In a country where one in five children go to bed hungry and 40% of the food produced is thrown away each day, and yet people spend more than a hundred thousand dollars on a car, I’m wondering if we don’t need an Arkansas tornado version of the Holy Spirit to wake us up.
I’ve always suspected that on the Day of Pentecost that that sound that filled the room like a rushing wind was like a tornado that when it goes over sounds like a train running over the rooftop of your house. I suspect that that was more like the sound that filled the room that day. It was a sound so ferocious that it shook the disciples to their core. A sound like that commands your undivided attention. But it was more than sound. Scripture says that there were tongues of fire that appeared and rested above each person’s head. And then, as if that wasn't enough, everyone began to speak in languages that they couldn't understand. The room was filled with God the Holy Spirit and more than that, as a body of people they became filled with the Holy Spirit, and as individuals they were filled with the Holy Spirit.
Now, the Spirit of God wasn't totally absent before this. There were many occasions in the story of the people of God where God's spirit came and affected people. I suppose what was different was that in the Old Testament God's spirit came and influenced and affected people from the outside; it gave them proof that God was present, but this time, on that day of Pentecost, God the Holy Spirit came and did more than just affect them from the outside, it filled them up from the inside. Instead of reacting to God's Spirit and doing something in response, the Holy Spirit began to emanate from inside them, from their hearts it flowed out to everyone they encountered. That's different, its a subtle difference but I've experienced it in people and I'll bet you have too. A person who simply seems to exude the Spirit of God; it just seems to flow out of them.
Yes we need the awesome Holy Spirit to storm into our lives like that. We need our sons and daughters to prophesy. We need some visions and dreams that will shake us out of the lethargy of doing things the same way year after year.
That experience on the day of Pentecost was a defining moment. Before the disciples had been disciples, sheep; they followed and listened to Jesus. But from this day on they became leaders, apostles. Before then they only knew one way of doing their ministry but after this storm of the Holy Spirit God opened their eyes to lots of different ways of doing ministry with lots of different people.
That may be the message for us today. God wants to pour out the Holy Spirit on us as a community so that God's spirit will emanate out from our hearts. So that we can see things in a completely new way. It is so easy to just keep trying to do church like we've always done it. Maybe God is trying to tell us to look for a different way, to find that “more excellent way,” to be the church, to be the body of Christ today, here and now in this place.
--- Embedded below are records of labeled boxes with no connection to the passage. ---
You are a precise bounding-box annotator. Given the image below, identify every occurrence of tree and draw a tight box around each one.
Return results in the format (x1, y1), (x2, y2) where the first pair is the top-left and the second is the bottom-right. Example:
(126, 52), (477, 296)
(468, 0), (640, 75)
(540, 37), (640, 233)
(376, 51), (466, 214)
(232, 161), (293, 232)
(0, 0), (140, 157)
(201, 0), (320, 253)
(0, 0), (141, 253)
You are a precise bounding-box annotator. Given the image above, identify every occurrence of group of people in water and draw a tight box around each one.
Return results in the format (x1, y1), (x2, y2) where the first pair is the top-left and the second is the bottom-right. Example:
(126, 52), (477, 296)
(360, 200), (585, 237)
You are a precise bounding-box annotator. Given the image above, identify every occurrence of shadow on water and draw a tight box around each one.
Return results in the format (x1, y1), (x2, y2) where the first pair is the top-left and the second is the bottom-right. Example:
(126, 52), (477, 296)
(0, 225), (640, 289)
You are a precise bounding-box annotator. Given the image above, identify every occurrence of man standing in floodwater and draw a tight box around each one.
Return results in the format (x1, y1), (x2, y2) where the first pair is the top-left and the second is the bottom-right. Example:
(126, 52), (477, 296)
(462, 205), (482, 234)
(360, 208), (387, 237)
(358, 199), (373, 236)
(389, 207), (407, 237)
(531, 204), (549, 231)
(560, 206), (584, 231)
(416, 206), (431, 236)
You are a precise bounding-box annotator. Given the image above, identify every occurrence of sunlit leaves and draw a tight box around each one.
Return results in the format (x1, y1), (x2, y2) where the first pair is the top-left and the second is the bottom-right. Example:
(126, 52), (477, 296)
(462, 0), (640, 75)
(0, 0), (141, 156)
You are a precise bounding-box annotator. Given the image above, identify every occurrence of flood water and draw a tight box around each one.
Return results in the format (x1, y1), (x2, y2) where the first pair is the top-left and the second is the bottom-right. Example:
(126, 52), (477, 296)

I wish I could tell you exactly what that will look like, but what I can tell you is that if we do allow God's Holy Spirit to speak to us, to all of us, not just me, not just the vestry, but all of us, then what emerges will be as exciting and may even sound like a rushing violent wind. Yes it may be scary, daring and innovative, adventurous and life-giving. It ma be a way that will look as different to us as it did to the disciples on that day of Pentecost. But it will make our hearts glad and full of faith resting assured in the love of God actively working in our lives. AMEN.